12th-century nobleman and crusader

Hugh III, Lord of Broyes (c. 1120 – c. 1199) was Lord of Broyes at the end of the 11th century. He was the son of Simon I of Broyes and his wife
Félicité de Brienne, daughter of Erard I, Count of Brienne.

Simon, Hugh's father, had three castles: at Broyes, Châteauvillain, and Beaufort. Hugh received the castles at Broyes and Chateauvillan, with the other going to his brother, who adopted the toponym of the lordship he received, and is known as Simon of Beaufort.

Hugh III participated in the Second Crusade.

==Marriage and children==

Hugh III favored his residence at Châteauvillain. His first wife was Stephanie de Bar, Lady of Commercy, daughter of Renaud I Count de Bar et de Mousson and his second wife Gisèle of Vaudémont. His second wife was Elisabeth (Isabelle) de Dreux, Lady of Baudémont, daughter of Robert I, Count of Dreux and his third wife was Agnes de Baudemont.

Elizabeth was in her mid-teens when they married, and their marriage lasted 21 years. She did not remarry and lived to at least 1228.

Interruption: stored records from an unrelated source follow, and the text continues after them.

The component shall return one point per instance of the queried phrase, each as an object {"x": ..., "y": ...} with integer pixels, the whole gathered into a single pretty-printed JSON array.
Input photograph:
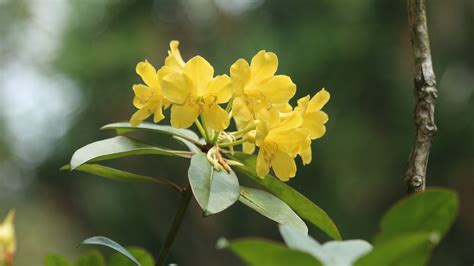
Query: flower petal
[
  {"x": 200, "y": 72},
  {"x": 174, "y": 61},
  {"x": 142, "y": 95},
  {"x": 175, "y": 88},
  {"x": 148, "y": 73},
  {"x": 318, "y": 100},
  {"x": 314, "y": 123},
  {"x": 241, "y": 113},
  {"x": 279, "y": 89},
  {"x": 139, "y": 116},
  {"x": 263, "y": 66},
  {"x": 220, "y": 87},
  {"x": 240, "y": 73},
  {"x": 216, "y": 117},
  {"x": 283, "y": 165},
  {"x": 263, "y": 164},
  {"x": 158, "y": 115},
  {"x": 306, "y": 154},
  {"x": 248, "y": 147},
  {"x": 183, "y": 116}
]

With his first wife, Hugh had four children:
- Simon de Broyes (1145-after May 1208). Married Nicole of Salins.
- Emmeline de Broyes
- Sophie de Broyes
- Agnes de Broyes, married first Simon of Brixey, Lord of Bourlémont, and second, Henry of Fouvent
With his second wife, Hugh had two children:
- Emmeline de Broyes (-d perhaps July 1248 or April 1249). Married Odo II of Champlitte and second Erard II of Chacenay
- Simon de Broyes (−1260), married Alix of Luzy, daughter of Dalmas of Luzy and his wife Beatrix de Vignory (Beatrix later married Enguerrand III, Lord of Coucy).